Elezioni. Ho una proposta. Vi chiederete di che mi impiccio, visto che non ho intenzione di andare a votare. Ottima osservazione. Sebbene non richiesta, la mia proposta ha per me un duplice obiettivo. Il primo, quello di convalidare- seppure passivamente- la mia partecipazione. Il secondo, quello di chetare le istanze della mia coscienza. Si tratterebbe di un esame di ammissione al voto. La mia proposta consiste in un esame di ammissione, da estendere a tutti gli elettori e obbligatorio al fine di votare. Perchè un esame di ammissione al voto? Perchè sebbene secondo lo stato italiano votare è un diritto e un dovere, sebbene indiscutibile il principio secondo cui tutti i cittadini maggiorenni sono tenuti ad avere il diritto-dovere di votare senza distinzione di sesso e appartenenza sociale, sono dell’opinione non tutti i cittadini nelle facoltà di votare con cognizione di causa. Credo votare un atto di responsabilità e il voto un atto di fiducia. Personalmente scelgo di non votare perchè consapevole del potere decisionale che implica il mio voto. Non aderendo ad alcuna delle proposte politiche presentate in candidatura, meglio non aderendo ad alcuna organizzazione sociale di tipo statale che pur di perpetuare il proprio dominio si serve di un bluff chiamato elezioni democratiche, io, Laura Mercorillo, mi riservo il diritto-dovere di non votare. Tuttavia, essendo io costretta a vivere e lavorare in una società statale, e dovendo subire le scelte amministrative di un governo eleggibile dai cittadini, mi faccio obbligo di partecipare attivamente ai processi che riguardano la società in cui esisto dal punto di vista fiscale.
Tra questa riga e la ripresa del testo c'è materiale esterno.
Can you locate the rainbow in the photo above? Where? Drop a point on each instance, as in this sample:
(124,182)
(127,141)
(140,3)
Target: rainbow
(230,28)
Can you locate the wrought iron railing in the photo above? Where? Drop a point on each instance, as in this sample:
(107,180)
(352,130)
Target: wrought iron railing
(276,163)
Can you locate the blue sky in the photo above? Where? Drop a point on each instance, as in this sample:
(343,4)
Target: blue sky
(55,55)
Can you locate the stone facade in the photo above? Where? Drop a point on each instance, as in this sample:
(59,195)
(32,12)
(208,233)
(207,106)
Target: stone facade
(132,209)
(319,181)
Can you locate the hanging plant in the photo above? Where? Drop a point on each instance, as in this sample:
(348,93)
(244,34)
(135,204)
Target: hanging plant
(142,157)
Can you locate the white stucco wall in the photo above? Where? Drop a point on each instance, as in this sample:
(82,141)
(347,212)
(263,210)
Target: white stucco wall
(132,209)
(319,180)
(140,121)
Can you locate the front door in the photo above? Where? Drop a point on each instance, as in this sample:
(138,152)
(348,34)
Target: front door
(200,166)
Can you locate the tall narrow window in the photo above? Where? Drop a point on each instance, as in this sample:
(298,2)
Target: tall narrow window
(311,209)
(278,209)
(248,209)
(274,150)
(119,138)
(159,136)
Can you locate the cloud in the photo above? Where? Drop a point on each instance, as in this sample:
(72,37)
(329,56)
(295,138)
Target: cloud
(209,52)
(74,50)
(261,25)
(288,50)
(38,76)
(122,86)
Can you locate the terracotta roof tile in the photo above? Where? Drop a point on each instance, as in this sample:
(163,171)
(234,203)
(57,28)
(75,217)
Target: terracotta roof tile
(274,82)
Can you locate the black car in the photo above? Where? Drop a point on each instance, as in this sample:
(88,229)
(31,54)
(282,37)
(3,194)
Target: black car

Mi pare lamentarsi fastidioso oltre che inutile. Mi pare proporre delle iniziative costruttivo e di ispirazione per il futuro.
L’esame di ammissione al voto che propongo si basa sulla verifica di conoscenze fondamentali che riguardano la storia del paese, la geografia del paese, l’educazione civica, la giurisprudenza, l’economia, le scienze, le arti. Ritengo impossibile definirsi cittadini e contribuenti di uno stato, se non si hanno prerequisiste notizioni fondamentali quali quelle citate sopra. Organizzare un esame di ammissione al voto, a mio parere, contribuirebbe a responsabilizzare ogni singolo votante rendendo maggiormente effettivo ed efficace il voto. Si chieda ai milioni di insegnanti di ruolo e in graduatoria di mettere insieme un programma preparatorio di studio e un test di verifica finale da somministrare qualche tempo prima delle elezioni. Che lo stato si faccia carico di finanziare i costi di questa operazione confermando l’effettiva volontà di creare lavoro e servizi di pubblica utilità. Che i cittadini si adoperino con intelligenza ad avere governo dei propri diritti e dei propri doveri.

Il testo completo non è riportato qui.